NASA names winner in smartwatch app design contest
A Canadian duo has won a NASA contest, designing a stopwatch/timer app for a smartwatch that may be used by astronauts aboard the International Space Station.
NASA’s International Tournament Lab, in conjunction with crowdsourcing marketplace Freelancer.com, Monday announced the winners of its Astronaut Smartwatch App Interface Design challenge. With the explosion in smartwatches over the past 18 months, NASA wants to use the technology by crowdsourcing designs for apps that would be used by astronauts.
Participants were tasked with wireframing an app for use on Samsung’s Gear 2 smartwatch. NASA asked for a timing app with a unique navigation, interaction and layout that could combine multiple applications. The app needed to have the ability to manipulate multiple timers, display color-coded cautions and warnings, a way to easily navigate to prior or future countdowns and the ability to display whether an astronaut is able to communicate with their team on the ground.
Two Canadians — mechanical engineer Jocelyn Richard and UX designer Ignacio Calvo — won the challenge with their B app, which allows astronauts to complete the challenge’s tasks with nothing more than a few swipes or pinches. The team was awarded $1,500 in prize money.
“It’s really awesome that NASA would open its design process, regardless of the outcome,” Richard said. “Winning seems both incredible and rewarding; I’m really, really happy if our concept helps NASA in its great endeavors.”

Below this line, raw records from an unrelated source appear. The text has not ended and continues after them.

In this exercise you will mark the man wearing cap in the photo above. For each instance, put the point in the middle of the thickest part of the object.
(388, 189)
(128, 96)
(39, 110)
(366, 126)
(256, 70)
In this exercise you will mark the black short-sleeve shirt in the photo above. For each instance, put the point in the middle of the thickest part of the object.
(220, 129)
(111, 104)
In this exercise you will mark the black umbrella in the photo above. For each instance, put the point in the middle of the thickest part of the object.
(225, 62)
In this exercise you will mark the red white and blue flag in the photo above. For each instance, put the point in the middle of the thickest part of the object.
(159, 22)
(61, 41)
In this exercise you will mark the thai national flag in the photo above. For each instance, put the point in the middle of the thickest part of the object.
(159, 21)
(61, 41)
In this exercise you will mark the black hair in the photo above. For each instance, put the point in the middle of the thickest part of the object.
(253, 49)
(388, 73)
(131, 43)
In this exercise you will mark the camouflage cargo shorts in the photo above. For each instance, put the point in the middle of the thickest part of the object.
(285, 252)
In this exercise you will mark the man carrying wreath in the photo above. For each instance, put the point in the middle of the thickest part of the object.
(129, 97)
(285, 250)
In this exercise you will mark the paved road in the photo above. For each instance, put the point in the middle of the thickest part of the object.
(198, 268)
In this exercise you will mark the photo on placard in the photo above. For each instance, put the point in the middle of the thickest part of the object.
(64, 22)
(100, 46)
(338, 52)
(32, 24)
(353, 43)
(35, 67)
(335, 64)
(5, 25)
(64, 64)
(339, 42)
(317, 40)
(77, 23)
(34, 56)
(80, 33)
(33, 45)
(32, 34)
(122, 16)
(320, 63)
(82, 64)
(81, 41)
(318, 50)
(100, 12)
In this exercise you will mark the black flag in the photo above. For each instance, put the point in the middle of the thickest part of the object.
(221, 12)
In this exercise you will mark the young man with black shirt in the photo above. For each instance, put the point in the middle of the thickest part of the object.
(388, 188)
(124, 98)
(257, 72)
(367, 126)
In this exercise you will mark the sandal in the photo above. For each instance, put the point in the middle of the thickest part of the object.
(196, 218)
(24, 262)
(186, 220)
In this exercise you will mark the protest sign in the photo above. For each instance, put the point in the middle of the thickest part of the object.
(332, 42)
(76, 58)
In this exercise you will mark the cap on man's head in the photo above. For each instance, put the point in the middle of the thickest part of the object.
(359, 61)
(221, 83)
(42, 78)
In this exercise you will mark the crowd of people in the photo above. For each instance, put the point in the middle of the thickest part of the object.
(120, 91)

The next step is for NASA to build on top of the app. A Freelancer.com representative tells FedScoop that the basic development work will be done on the site platform, with work expected to commence once NASA’s funding for 2016 comes through.
Some of NASA’s most famous astronauts depended on wristwatches during the Apollo missions. The Omega Speedmaster was used during a number of Apollo missions, due to the ancillary dials embedded in the watch’s face, an on-board stopwatch and a tachymeter used to measure speed.
The challenge is one of many that Freelancer.com has hosted over the past few months. Among those contests were computer-aided design models of tools that will be used with NASA’s humanoid robot aboard the ISS and apps designed for use on the agency’s Disruption Tolerant Networking protocol.